Logical fields returned by the wide query:

  • _time
  • agent_host
  • rx_power
  • tx_power
  • temperature when requested

Conditional temperature fetching

Temperature is queried only when it is needed later in the pipeline.

It is fetched when at least one of these is enabled:

  • temp.is_temp_filtered = true
  • temp.is_temp_compensated = true

If both are disabled, temperature is omitted from the query to reduce load and memory use.

Realtime buffering

Realtime mode keeps a rolling DataFrame cache of the current processing window.

The cache is:

  • merged with newly fetched tail data
  • deduplicated by (_time, agent_host)
  • trimmed to the configured realtime window
  • reset when the metadata selection changes

This design allows the number of active CMLs to change over time without assuming a fixed matrix shape.


Wet/Dry Detection

Wet/dry detection is optional and configurable.

Supported paths include:

  • simple thresholding
  • rolling standard deviation logic
  • CNN or MLP-based inference
  • custom 30-second CNN preprocessing path for higher-resolution wet/dry classification

The relevant parameters live in [wet_dry].


Rainfall Estimation

For each link and time step, the pipeline:

  1. preprocesses tsl and rsl
  2. builds trsl
  3. estimates a baseline
  4. applies the configured WAA method
  5. converts attenuation to rainfall intensity R

If a link has two channels, the downstream spatial interpolation uses the mean channel value.

Supported WAA methods are configured in [waa].


Hour-Sum Rainfall

If [hour_sum].enabled = true, the pipeline also computes rolling accumulated rainfall over the configured window, typically 60 minutes.

This produces R_hour_sum in millimeters and can be:

  • rendered to PNG
  • written to JSON
  • optionally exported to InfluxDB

Spatial Interpolation

Spatial interpolation is performed with inverse distance weighting (IDW).

Key options:

  • interp.use_mercator
  • interp.grid_nx
  • interp.grid_ny
  • interp.grid_step_m
  • interp.idw_power
  • interp.idw_near
  • interp.idw_dist or interp.idw_dist_m

Supported coordinate modes:

  • lon/lat grid
  • EPSG:3857 Mercator grid

If rendering crop is enabled, the output grid is masked using the configured GeoJSON polygon.


Outputs

Depending on configuration, the pipeline can produce:

  • PNG intensity maps
  • PNG hour-sum maps
  • JSON metadata for each frame
  • raw NPY grids
  • InfluxDB link-level time series
  • log files

Main output folders are configured under [directories].


Important Realtime Notes

  • Realtime map generation is append-only for newly detected timesteps.
  • The internal raw-data buffer can resync late samples, but already written older PNG/JSON outputs are not automatically regenerated.
  • Metadata changes are detected on a run cadence controlled by:
[realtime]
metadata_refresh_interval_runs=60

Set metadata_refresh_interval_runs=0 to disable periodic metadata reloads.


Repository Layout

configs/                Configuration templates
assets/                 GeoJSON masks and base images
cml_info/               Link exclusion lists and related metadata files
env_info/               Conda environments and requirements
logs/                   Runtime logs
telcorain/
  calculation.py        Main orchestration logic
  dataprocessing.py     Influx loading and dataset conversion
  writer.py             Output writing
  database/             InfluxDB and MariaDB access
  procedures/
    wet_dry/            Wet/dry classification logic
    rain/               Rain-rate and rainfield generation logic
run_cli.py              Realtime CLI entry point
run_historic.py         Historic runner
run_web.py              Web-triggered runner

Acknowledgements

This output was financed through the project Precipitation Detection and Quantification System Based on Networks of Microwave Links (SS06020416), co-funded with state support from the Technology Agency of the Czech Republic under the Environment for Life Programme.
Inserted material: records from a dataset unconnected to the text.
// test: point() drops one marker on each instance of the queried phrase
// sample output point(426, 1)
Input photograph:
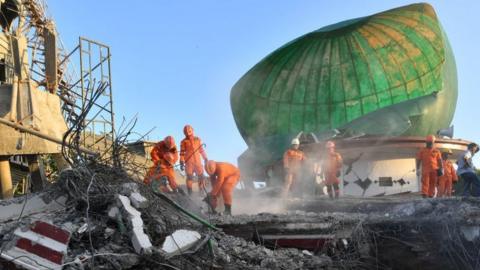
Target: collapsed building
point(95, 214)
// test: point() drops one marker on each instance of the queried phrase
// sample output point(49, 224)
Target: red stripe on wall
point(39, 250)
point(51, 231)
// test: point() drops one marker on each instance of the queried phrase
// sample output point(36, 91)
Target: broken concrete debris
point(140, 241)
point(138, 201)
point(127, 235)
point(180, 241)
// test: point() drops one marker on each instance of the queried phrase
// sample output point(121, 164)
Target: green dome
point(392, 73)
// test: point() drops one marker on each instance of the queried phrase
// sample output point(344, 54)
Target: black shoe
point(179, 191)
point(228, 210)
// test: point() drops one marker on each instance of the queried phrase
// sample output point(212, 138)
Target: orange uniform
point(191, 151)
point(292, 163)
point(224, 178)
point(430, 159)
point(163, 161)
point(445, 181)
point(332, 167)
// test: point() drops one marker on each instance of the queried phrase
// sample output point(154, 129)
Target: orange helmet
point(169, 142)
point(430, 138)
point(210, 167)
point(330, 144)
point(188, 130)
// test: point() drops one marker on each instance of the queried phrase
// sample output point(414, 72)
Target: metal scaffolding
point(92, 59)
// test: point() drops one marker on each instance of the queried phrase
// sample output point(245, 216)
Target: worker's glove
point(182, 166)
point(211, 200)
point(155, 185)
point(179, 191)
point(164, 180)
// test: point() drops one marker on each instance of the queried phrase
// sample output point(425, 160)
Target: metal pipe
point(5, 178)
point(41, 135)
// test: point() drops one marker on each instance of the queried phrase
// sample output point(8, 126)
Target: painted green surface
point(347, 76)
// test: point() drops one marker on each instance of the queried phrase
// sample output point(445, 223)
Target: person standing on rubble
point(293, 160)
point(449, 176)
point(331, 170)
point(224, 177)
point(431, 161)
point(466, 171)
point(164, 156)
point(191, 149)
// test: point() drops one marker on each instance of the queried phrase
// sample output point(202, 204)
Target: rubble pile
point(112, 222)
point(378, 233)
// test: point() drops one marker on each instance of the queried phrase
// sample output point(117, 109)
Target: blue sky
point(174, 62)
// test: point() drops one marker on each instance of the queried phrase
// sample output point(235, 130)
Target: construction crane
point(42, 93)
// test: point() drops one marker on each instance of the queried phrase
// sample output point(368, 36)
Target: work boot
point(179, 191)
point(228, 210)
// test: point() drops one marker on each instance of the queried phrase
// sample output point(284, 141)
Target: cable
point(92, 250)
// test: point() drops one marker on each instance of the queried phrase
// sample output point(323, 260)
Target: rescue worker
point(331, 170)
point(164, 156)
point(430, 160)
point(292, 164)
point(467, 172)
point(191, 149)
point(449, 176)
point(224, 176)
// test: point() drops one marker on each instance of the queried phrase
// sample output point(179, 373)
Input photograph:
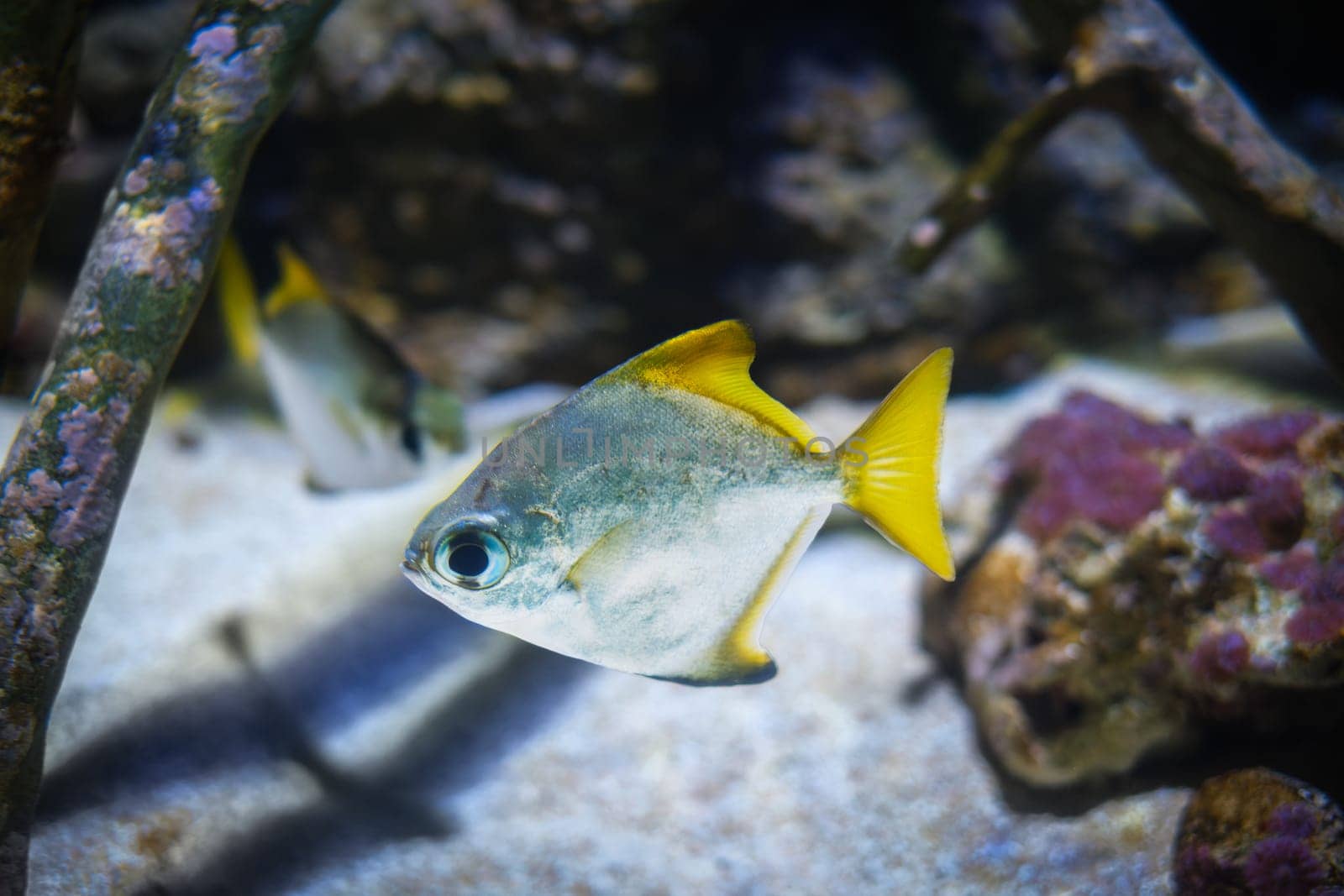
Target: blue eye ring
point(470, 557)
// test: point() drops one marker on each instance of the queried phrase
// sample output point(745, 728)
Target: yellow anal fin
point(891, 470)
point(239, 302)
point(712, 362)
point(741, 658)
point(297, 284)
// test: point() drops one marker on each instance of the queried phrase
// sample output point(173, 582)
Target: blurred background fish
point(362, 417)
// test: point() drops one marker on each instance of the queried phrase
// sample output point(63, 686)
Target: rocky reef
point(1260, 832)
point(1135, 580)
point(522, 191)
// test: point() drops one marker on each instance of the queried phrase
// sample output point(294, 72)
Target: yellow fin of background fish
point(239, 302)
point(897, 490)
point(712, 362)
point(297, 284)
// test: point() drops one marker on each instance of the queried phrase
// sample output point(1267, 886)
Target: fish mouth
point(413, 570)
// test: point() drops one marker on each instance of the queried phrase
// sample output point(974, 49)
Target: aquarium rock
point(1133, 578)
point(1260, 832)
point(260, 703)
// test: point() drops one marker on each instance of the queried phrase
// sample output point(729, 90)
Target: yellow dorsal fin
point(239, 301)
point(891, 468)
point(297, 284)
point(712, 362)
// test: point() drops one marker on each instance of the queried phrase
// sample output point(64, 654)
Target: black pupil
point(468, 560)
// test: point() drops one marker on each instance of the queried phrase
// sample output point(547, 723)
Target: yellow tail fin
point(239, 301)
point(891, 477)
point(297, 284)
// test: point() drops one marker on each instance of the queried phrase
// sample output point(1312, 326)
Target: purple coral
point(1328, 584)
point(1268, 434)
point(1278, 508)
point(1220, 656)
point(1234, 533)
point(1200, 871)
point(1294, 820)
point(1088, 463)
point(1211, 473)
point(1283, 867)
point(1129, 430)
point(1292, 571)
point(1316, 624)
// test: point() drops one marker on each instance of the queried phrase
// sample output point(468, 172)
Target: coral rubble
point(1140, 580)
point(1260, 832)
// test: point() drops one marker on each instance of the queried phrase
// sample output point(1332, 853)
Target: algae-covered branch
point(140, 288)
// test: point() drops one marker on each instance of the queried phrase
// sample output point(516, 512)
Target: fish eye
point(470, 558)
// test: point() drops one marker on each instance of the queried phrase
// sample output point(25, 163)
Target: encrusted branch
point(140, 288)
point(1129, 58)
point(39, 47)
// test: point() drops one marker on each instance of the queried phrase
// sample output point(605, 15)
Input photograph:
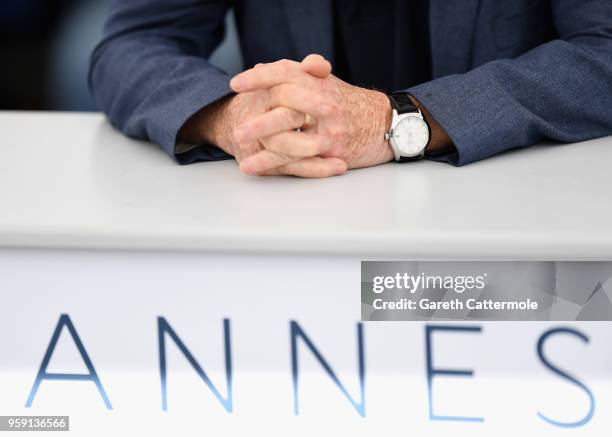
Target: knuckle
point(294, 118)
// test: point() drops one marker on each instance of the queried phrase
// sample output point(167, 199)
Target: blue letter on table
point(431, 372)
point(42, 372)
point(296, 332)
point(163, 327)
point(567, 376)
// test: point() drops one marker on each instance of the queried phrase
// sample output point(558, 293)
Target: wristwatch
point(410, 133)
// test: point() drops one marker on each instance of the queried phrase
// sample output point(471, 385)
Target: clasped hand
point(292, 118)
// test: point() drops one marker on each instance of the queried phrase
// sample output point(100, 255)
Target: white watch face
point(411, 136)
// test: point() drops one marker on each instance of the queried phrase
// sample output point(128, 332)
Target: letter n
point(297, 331)
point(164, 328)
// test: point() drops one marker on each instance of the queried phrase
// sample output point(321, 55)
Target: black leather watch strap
point(402, 103)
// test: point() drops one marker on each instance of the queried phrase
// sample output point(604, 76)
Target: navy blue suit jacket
point(507, 73)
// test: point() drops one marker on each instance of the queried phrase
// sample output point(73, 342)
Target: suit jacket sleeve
point(559, 91)
point(149, 74)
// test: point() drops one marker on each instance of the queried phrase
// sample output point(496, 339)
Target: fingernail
point(325, 109)
point(246, 167)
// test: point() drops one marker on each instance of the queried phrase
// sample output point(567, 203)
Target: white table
point(113, 233)
point(70, 180)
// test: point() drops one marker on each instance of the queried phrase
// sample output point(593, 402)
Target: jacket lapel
point(311, 26)
point(452, 28)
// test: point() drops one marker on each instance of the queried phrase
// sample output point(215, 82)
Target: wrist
point(210, 125)
point(382, 117)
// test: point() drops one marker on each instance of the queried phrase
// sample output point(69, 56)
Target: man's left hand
point(343, 120)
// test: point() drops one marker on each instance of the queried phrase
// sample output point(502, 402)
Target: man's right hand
point(216, 125)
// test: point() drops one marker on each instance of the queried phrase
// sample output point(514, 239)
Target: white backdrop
point(114, 300)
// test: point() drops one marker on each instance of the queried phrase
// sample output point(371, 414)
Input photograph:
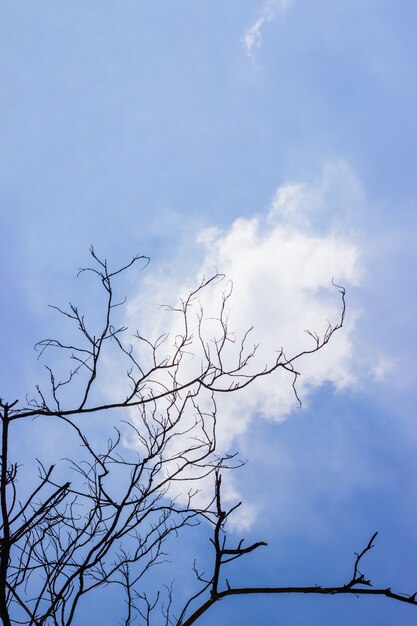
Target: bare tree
point(103, 514)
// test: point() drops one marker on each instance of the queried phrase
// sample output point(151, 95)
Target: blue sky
point(276, 140)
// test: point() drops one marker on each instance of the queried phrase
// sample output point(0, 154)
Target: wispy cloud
point(252, 39)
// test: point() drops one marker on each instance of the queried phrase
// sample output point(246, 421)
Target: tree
point(105, 514)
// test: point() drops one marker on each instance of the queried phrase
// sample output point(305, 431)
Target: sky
point(275, 141)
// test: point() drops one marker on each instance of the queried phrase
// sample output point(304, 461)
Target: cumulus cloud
point(281, 264)
point(252, 39)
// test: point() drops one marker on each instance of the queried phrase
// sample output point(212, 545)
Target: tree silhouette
point(103, 514)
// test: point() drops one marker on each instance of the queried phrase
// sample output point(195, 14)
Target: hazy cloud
point(252, 39)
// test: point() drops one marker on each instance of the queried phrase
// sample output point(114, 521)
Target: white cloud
point(252, 39)
point(281, 265)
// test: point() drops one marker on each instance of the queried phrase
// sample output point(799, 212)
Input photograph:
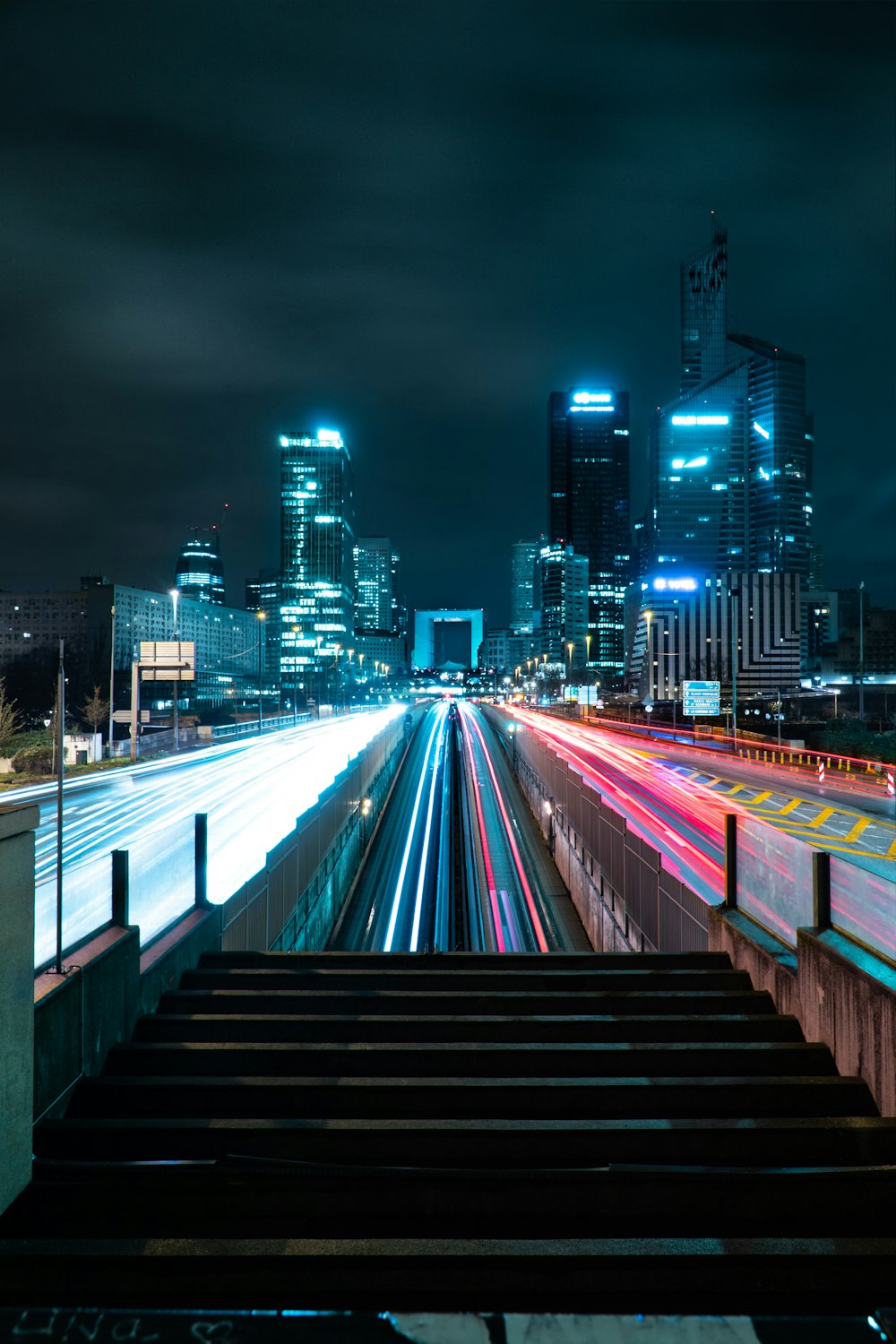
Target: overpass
point(567, 1132)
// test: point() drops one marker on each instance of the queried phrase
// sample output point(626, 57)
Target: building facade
point(699, 629)
point(226, 640)
point(589, 505)
point(504, 650)
point(729, 460)
point(263, 594)
point(199, 573)
point(374, 583)
point(562, 631)
point(317, 540)
point(522, 561)
point(447, 639)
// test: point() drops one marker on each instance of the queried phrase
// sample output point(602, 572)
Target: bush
point(32, 761)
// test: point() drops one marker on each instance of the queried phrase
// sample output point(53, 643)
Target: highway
point(683, 817)
point(457, 860)
point(253, 790)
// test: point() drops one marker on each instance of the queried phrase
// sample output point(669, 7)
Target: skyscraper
point(522, 558)
point(729, 460)
point(317, 538)
point(780, 441)
point(199, 573)
point(374, 583)
point(589, 486)
point(562, 593)
point(704, 312)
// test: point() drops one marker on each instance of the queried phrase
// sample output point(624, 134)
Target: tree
point(10, 719)
point(94, 710)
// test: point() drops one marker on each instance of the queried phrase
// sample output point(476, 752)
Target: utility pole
point(735, 594)
point(861, 650)
point(61, 736)
point(175, 594)
point(112, 685)
point(261, 650)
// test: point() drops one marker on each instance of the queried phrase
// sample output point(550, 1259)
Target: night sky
point(411, 222)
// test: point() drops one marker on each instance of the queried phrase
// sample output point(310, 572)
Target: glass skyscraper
point(704, 312)
point(374, 583)
point(729, 460)
point(199, 573)
point(317, 539)
point(780, 443)
point(589, 488)
point(697, 516)
point(522, 556)
point(562, 596)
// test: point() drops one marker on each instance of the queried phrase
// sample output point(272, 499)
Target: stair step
point(247, 1000)
point(332, 1027)
point(470, 1061)
point(487, 1144)
point(541, 980)
point(452, 1098)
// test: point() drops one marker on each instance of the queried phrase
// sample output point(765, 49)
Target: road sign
point(168, 660)
point(700, 698)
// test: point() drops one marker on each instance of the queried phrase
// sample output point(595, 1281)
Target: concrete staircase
point(547, 1133)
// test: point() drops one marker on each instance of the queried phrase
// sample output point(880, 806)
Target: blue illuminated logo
point(675, 585)
point(330, 438)
point(700, 419)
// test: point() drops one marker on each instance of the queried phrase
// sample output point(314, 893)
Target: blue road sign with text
point(700, 698)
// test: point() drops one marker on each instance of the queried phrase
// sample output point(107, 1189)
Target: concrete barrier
point(16, 1012)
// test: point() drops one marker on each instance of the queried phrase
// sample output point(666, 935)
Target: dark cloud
point(414, 220)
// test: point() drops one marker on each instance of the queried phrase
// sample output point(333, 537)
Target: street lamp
point(861, 650)
point(174, 594)
point(648, 617)
point(263, 617)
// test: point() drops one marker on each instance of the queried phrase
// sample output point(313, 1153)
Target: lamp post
point(861, 650)
point(174, 594)
point(263, 617)
point(112, 685)
point(61, 736)
point(648, 617)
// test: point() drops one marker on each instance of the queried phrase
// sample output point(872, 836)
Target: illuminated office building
point(729, 460)
point(697, 513)
point(686, 628)
point(780, 444)
point(199, 574)
point(522, 559)
point(317, 539)
point(704, 312)
point(263, 594)
point(562, 594)
point(589, 505)
point(447, 639)
point(374, 583)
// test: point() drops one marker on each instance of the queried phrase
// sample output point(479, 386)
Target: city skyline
point(371, 246)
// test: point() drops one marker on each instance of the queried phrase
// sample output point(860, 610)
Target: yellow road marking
point(857, 830)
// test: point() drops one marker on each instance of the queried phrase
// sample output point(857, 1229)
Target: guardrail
point(877, 774)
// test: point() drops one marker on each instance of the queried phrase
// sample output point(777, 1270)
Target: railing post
point(731, 860)
point(120, 889)
point(202, 859)
point(821, 890)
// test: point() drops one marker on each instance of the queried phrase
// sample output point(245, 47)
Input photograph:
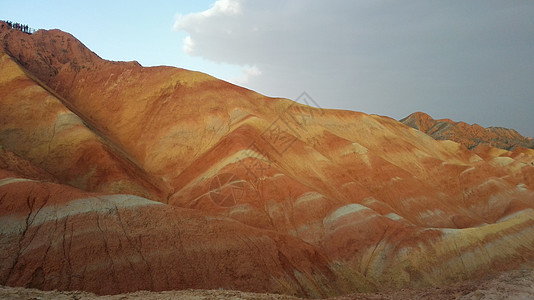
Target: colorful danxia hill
point(116, 178)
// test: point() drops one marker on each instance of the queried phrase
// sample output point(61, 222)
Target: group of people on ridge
point(21, 27)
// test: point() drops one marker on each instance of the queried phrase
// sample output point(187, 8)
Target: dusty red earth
point(468, 135)
point(517, 285)
point(116, 178)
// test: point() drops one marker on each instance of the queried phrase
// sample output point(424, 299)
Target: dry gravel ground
point(518, 284)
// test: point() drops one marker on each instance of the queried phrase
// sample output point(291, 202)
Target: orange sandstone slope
point(116, 178)
point(468, 135)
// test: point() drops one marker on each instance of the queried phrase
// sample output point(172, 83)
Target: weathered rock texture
point(470, 136)
point(116, 178)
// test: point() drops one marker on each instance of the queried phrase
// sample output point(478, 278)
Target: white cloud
point(247, 73)
point(189, 45)
point(449, 58)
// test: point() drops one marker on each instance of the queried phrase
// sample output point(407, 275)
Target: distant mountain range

The project was further funded within the National Recovery Plan from the European Recovery and Resilience Facility.

Technology Agency of the Czech Republic      European Union

Custom Dataset Mode

TelcoRain can now bypass MariaDB and InfluxDB for one-shot runs when [data_source] mode is set to a pycomlink-backed source.

Supported modes:

  • influx
  • pycomlink_example
  • pycomlink_netcdf

Custom Dataset Examples

The repository currently ships three ready-made non-Influx example configs for run_custom.py.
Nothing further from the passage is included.